Il décida d'enlever la sienne car il n'avait rien à cacher (disons plutôt qu'une cagoule n'y suffirait pas), son exemple ne fut pas suivi, ici on préférait rester couvert.

La cagoule présente au moins un avantage (?) égalitaire :
tout le monde il est vilain, tout le monde il est méchant.
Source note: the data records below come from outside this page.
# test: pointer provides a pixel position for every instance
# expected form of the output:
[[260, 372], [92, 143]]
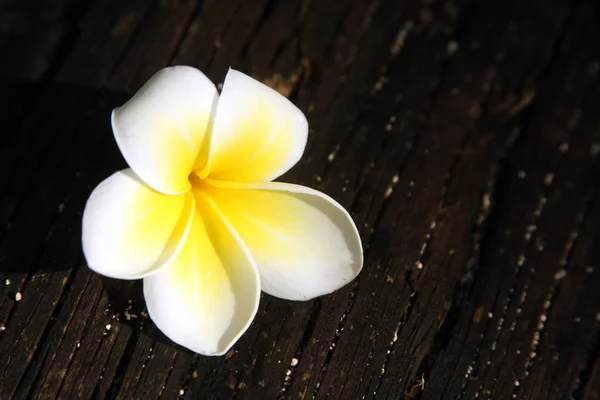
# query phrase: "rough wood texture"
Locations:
[[462, 135]]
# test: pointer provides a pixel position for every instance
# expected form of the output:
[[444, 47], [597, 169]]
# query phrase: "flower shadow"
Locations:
[[56, 146]]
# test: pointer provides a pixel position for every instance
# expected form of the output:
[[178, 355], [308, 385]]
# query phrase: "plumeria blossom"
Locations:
[[198, 217]]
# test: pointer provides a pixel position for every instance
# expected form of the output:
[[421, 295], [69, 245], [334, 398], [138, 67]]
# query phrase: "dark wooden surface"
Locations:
[[462, 135]]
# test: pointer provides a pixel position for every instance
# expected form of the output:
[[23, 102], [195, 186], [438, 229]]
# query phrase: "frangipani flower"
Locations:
[[197, 216]]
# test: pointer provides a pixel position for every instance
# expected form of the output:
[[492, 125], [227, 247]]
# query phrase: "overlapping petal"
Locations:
[[130, 230], [207, 297], [304, 243], [163, 131], [257, 133]]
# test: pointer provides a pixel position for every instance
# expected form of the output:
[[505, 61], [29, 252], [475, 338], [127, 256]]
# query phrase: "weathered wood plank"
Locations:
[[461, 135]]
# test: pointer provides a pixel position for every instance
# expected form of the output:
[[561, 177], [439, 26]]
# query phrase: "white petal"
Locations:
[[257, 134], [208, 296], [304, 243], [130, 230], [163, 131]]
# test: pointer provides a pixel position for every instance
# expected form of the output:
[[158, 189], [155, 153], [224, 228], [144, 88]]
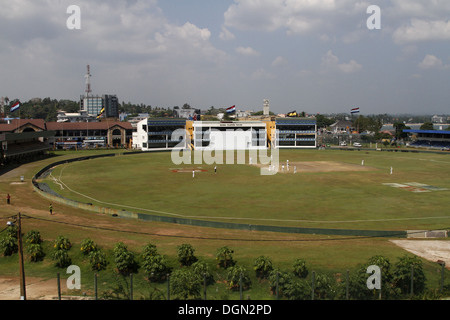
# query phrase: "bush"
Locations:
[[88, 246], [33, 237], [62, 258], [300, 269], [156, 267], [201, 269], [234, 278], [224, 257], [148, 251], [296, 289], [62, 243], [263, 267], [186, 284], [9, 245], [97, 259], [402, 275], [124, 259], [186, 255], [36, 252]]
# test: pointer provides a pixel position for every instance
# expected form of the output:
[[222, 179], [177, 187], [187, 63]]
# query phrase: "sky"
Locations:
[[317, 56]]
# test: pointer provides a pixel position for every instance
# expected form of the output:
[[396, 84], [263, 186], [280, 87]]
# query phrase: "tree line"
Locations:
[[399, 280]]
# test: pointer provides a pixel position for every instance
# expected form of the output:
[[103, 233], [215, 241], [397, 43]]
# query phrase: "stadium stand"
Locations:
[[431, 139]]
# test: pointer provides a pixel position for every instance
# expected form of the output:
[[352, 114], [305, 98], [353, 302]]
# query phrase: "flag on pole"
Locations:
[[231, 109], [101, 112], [15, 106]]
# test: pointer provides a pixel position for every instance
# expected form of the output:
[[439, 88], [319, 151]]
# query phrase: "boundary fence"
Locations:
[[43, 189]]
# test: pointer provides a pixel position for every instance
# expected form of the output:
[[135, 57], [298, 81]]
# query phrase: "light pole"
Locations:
[[23, 295]]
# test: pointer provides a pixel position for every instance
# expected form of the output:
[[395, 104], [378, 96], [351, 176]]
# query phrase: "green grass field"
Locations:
[[238, 193]]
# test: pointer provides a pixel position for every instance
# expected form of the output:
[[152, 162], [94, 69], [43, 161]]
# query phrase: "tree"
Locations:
[[402, 275], [224, 257], [427, 126], [97, 259], [36, 252], [155, 267], [62, 258], [33, 237], [62, 243], [124, 259], [186, 284], [201, 268], [263, 267], [8, 245], [186, 254], [88, 246], [237, 276], [300, 269]]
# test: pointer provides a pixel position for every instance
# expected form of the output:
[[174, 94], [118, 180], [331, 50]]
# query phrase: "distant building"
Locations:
[[437, 119], [93, 105], [111, 104], [342, 126], [81, 116], [186, 113]]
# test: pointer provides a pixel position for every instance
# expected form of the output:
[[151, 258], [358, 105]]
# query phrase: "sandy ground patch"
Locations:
[[321, 166], [36, 289], [432, 250]]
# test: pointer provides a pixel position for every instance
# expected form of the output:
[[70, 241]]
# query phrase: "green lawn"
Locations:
[[332, 199], [238, 193]]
On entonna quelques chants étranges avant de bruyamment se séparer.
Anne grelottait à ses côtés, ils rentrèrent vite se coucher car il faisait frisquet et ils voulaient aussi tirer un coup.
Et pourquoi pas une rafale ?
Mais il mettrait un silencieux, lui.
Pendant toute la durée de la scène, les téléobjectifs du S.A.N.D.E.Q.U.E n'avaient pas cessé de fonctionner.
Bertrand s'était mis dans une sale histoire ... mais il avait acheté un souvenir, pour une fois..
Un gigantesque béret du genre pizza avant cuisson, mais sans garnitures car il était l'Anchois* maintenant.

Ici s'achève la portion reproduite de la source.